As soon as the winter festival ended, the Tribu team set to work on this special request.
“Micah did his homework and showed me what the X-Games was all about. I really liked the idea, so I presented it to the 375th Board of Directors and everyone got on board!”
But the constraints were numerous since the organization had to ensure the safety of all. But Shantal and Micah pushed the limits to make the project happen.
“We studied several sites at the beginning, but given the constraints of street closures, we stopped at Square Phillips,” explains Shantal. It was a crazy adventure, but it was really extraordinary. We didn’t have a lot of time for assembly, Micah had to find a supplier to bring a lot of snow into the downtown area, we had to secure the take-off and landing platforms and have engineers check everything.”
But it was worth it and the result lived up to the expectations of the 375th team.
“We all had the eyes of a 5-year-old when we saw the result. I think that in the field of events, this was one of the most beautiful, one of the craziest events of my life.”
Pascale, Sabrina et Marco de Tribu / Six Invitational 2020
Credit : Yann Roy
Pascale, Ubisoft and the Six Invitational
Since 2017, Tribu has been mandated by Ubisoft for its Six Invitational event, featuring the best players of Rainbow Six Siege. This is the largest Esport event in Canada. And it keeps growing. Nothing our producer Pascale Beauregard can’t handle.
“Tribu has to deliver the on-site experience for our participants and this is a very big challenge,” explains Laure Guilbert, marketing product manager at Ubisoft. ‘’But we also always have to think about those who are at home and watching us. We have to deliver a high quality experience to those who are there and make people from all over the world who are watching from a distance want to come to the event the following year.”

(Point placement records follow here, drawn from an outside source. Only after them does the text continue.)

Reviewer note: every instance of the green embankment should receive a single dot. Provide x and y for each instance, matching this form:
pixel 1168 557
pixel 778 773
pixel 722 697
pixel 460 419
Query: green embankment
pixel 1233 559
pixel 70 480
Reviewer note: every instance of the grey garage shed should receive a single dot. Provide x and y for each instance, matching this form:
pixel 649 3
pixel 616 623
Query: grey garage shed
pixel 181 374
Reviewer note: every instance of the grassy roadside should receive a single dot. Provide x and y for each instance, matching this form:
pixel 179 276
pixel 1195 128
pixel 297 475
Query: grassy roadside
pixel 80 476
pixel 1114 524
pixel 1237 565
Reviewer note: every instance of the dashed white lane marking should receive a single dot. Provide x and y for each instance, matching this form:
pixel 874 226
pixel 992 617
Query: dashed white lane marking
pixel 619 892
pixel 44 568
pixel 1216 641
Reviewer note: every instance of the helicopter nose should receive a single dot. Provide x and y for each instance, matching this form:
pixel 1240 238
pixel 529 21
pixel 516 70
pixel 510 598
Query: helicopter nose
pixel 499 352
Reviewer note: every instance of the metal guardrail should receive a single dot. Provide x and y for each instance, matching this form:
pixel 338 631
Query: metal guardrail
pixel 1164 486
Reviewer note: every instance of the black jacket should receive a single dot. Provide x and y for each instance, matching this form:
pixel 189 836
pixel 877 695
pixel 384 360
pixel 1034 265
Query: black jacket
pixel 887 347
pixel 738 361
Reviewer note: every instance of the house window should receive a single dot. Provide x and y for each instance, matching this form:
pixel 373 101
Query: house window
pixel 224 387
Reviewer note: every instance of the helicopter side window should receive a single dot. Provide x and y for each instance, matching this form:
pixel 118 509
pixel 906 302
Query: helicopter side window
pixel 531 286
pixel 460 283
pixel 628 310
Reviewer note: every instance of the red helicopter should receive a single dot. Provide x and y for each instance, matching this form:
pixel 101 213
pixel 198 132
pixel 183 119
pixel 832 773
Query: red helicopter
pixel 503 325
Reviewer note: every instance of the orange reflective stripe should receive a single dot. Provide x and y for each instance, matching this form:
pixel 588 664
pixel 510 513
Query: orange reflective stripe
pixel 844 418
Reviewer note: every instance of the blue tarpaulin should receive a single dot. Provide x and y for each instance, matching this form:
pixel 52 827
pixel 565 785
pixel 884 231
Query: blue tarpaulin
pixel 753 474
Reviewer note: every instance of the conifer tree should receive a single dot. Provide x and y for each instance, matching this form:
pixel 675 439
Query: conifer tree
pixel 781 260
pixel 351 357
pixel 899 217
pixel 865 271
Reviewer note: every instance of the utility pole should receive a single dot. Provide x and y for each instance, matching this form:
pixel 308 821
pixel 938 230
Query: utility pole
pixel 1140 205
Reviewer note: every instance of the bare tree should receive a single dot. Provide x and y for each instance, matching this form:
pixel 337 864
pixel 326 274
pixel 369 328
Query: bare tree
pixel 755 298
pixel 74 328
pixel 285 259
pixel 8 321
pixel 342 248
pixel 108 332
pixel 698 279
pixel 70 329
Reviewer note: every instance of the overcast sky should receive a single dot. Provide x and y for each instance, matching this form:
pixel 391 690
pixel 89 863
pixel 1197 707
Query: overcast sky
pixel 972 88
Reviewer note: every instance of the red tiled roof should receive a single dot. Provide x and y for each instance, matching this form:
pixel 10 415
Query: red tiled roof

In the world of Esport, error is unacceptable and Pascale must make sure not to miss anything. But above all, the product must be better year after year.
“There has been a rather incredible evolution from 2017 to last year. Every year, we make sure we make the event bigger, better and of higher quality,” explains Laure. For a game like Rainbow Six Siege, it’s important to stand out and work with a partner like Tribu, because they understand that reality. They understand that we have to do things differently.”
But no matter the pressure or the size of the event, our Pascale keeps her cool.
“Pascale is a mountain, says Laure. Her expertise, but also her professionalism, her method of attacking projects, is always exemplary. For someone like me who manages a big event, I’ve had moments when the stress was so high… but I’ve never seen someone as calm as Pascale in the storm. She’s incredible.”
The progress has been dazzling. From 2017 to 2020, the event went from 650 tickets sold at Usine C to 4,000 tickets sold at Place Bell.
We can confirm it to you, Pascale is still very calm despite the current storm… but she is especially very eager to return to play on the field.